Les quatorze dessins
Les quatorze feuilles réapparues en 2013 proviennent de cet ensemble, elles sont d’ailleurs toujours conservées dans les chemises sur lesquelles, probablement le libraire, avait précisé si elles avaient été gravées ou non. A les examiner, on perçoit une évolution qui peut également avoir conduit certains à reconnaître différentes mains dans l’ensemble. Les deux premières (saint Louis et Marguerite de Provence) sont de dimensions plus petites que les autres et d’un métier plus sommaire. Elles s’inspirent, ainsi que l’a démontré Marie-Anne Dupuy-Vachey, de gravures plus anciennes figurant les personnages historiques.

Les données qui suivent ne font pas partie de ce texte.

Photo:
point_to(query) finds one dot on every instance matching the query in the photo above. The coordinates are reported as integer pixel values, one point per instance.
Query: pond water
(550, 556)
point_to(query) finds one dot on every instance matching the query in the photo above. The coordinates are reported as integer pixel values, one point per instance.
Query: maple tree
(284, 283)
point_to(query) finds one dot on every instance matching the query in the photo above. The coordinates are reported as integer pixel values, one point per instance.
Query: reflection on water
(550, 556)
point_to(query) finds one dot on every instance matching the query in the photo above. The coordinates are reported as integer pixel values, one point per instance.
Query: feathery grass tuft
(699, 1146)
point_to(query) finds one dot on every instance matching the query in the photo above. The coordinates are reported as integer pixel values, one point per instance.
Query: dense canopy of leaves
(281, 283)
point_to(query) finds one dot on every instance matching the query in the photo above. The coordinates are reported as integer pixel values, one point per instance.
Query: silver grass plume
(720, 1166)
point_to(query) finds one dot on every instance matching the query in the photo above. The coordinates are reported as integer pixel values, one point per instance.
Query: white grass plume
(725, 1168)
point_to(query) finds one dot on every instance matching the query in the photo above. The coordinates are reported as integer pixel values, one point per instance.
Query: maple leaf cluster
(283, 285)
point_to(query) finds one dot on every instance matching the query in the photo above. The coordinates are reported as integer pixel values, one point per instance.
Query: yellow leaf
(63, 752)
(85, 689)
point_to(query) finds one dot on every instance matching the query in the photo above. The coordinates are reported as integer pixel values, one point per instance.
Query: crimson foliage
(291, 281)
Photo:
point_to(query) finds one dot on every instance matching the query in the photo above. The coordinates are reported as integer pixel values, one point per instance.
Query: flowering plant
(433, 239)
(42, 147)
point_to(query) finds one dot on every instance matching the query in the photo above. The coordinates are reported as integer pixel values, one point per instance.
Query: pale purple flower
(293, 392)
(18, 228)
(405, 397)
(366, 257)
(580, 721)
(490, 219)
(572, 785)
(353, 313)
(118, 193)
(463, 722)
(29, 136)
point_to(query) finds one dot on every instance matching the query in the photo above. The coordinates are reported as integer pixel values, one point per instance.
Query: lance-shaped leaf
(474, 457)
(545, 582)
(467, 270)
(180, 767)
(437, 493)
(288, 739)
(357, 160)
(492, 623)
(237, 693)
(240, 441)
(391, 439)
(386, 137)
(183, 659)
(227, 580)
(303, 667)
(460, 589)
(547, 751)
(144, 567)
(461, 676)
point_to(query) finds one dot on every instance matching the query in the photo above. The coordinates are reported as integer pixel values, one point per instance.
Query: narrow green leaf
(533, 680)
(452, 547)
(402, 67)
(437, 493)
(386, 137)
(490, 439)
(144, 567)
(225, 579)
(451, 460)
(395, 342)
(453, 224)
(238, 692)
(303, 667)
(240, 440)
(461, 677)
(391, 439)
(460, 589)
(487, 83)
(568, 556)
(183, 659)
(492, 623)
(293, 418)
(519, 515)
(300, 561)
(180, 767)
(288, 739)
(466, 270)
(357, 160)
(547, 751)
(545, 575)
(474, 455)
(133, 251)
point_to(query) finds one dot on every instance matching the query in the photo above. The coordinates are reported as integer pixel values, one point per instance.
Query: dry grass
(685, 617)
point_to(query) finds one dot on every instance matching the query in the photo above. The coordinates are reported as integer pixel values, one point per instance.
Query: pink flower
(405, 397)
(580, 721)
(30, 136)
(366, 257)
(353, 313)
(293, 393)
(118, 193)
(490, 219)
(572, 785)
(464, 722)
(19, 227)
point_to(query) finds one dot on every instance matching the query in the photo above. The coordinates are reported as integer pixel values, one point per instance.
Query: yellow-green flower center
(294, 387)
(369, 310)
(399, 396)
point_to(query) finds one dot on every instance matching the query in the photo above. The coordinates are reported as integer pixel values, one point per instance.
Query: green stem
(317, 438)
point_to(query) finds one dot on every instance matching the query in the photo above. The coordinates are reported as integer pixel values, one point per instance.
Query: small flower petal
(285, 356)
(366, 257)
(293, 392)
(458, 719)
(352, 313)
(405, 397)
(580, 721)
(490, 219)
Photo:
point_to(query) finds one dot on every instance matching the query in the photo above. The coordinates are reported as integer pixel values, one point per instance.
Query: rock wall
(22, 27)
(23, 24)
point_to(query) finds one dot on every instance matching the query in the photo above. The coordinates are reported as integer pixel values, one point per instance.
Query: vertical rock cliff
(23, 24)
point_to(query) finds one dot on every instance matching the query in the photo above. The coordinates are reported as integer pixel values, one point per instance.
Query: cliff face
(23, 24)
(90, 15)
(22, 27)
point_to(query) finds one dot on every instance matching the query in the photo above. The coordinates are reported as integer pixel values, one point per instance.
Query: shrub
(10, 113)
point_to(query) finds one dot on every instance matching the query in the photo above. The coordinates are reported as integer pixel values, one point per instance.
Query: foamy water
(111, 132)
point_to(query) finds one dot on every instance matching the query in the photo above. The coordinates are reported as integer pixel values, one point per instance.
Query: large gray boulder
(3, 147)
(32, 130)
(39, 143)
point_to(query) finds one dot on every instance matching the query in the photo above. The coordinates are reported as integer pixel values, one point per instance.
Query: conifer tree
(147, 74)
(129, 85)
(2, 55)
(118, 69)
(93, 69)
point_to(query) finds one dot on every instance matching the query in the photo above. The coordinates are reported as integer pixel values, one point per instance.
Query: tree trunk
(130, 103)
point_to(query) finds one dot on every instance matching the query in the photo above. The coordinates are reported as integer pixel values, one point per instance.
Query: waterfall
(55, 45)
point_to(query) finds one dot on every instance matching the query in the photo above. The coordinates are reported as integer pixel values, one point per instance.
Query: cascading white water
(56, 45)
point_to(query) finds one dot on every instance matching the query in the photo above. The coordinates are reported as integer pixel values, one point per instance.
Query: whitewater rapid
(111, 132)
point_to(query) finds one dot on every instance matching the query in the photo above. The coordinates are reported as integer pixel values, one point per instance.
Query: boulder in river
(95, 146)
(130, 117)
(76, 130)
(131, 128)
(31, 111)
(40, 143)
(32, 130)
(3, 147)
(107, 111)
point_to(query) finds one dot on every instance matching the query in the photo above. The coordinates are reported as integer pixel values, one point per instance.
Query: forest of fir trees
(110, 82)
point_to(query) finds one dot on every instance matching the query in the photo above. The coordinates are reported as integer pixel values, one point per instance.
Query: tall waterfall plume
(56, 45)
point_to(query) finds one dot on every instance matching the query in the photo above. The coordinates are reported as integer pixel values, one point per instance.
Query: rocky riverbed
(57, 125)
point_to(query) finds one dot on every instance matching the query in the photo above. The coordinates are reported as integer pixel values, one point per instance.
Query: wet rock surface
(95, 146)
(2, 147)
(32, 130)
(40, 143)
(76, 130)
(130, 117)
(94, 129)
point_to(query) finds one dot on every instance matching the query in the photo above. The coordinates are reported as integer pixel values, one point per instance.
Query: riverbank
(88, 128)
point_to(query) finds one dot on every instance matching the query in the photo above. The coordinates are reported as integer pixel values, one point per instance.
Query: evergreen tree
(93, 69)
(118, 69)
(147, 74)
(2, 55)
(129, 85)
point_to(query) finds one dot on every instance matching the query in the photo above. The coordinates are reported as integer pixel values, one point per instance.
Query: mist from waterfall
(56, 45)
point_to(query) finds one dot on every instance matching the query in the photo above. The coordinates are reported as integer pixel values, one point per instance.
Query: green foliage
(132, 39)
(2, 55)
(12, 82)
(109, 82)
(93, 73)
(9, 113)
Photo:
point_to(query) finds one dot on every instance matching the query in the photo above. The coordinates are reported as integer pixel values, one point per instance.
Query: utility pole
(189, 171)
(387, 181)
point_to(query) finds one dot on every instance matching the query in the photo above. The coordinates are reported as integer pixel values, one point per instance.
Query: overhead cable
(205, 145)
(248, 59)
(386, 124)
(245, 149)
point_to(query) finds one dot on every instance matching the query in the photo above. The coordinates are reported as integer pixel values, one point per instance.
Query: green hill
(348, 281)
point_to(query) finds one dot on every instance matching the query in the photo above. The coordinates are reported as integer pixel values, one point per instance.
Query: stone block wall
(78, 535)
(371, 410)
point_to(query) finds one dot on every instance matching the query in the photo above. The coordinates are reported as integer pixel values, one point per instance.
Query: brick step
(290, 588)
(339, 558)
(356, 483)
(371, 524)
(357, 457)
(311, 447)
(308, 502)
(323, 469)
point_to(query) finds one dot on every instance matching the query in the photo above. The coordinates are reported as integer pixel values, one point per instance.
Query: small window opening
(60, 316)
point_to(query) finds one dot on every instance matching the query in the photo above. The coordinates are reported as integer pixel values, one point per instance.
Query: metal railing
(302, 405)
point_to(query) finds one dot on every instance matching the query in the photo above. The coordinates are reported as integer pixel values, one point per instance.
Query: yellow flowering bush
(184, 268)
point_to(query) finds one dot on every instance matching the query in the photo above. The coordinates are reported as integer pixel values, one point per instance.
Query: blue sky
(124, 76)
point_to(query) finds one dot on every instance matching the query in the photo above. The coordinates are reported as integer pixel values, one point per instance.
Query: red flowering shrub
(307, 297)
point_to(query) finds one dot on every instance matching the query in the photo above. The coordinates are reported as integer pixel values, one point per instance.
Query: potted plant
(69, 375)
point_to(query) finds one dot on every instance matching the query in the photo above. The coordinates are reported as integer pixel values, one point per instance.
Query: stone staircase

Sans doute l’artiste abandonna-t-il ensuite cette quête de source pour pouvoir représenter les différentes figures de la série avec plus de liberté.
Le troisième dessin décrivant Louis 1er, duc de Bourbon est en effet un peu plus grand et ne cherche pas à plagier une estampe ancienne. Fragonard invente cette fois-ci le personnage historique. 
Les six dessins suivants (Louis II duc de Bourbon ; Blanche de Bourbon ; Jean 1er duc de Bourbon, Pierre II de Beaujeu, duc de Bourbon ; Pierre du Terrail, dit le chevalier Bayard et Charles III de Bourbon, dit le Connétable de Bourbon) offrent le même parti et sont de dimensions encore supérieures.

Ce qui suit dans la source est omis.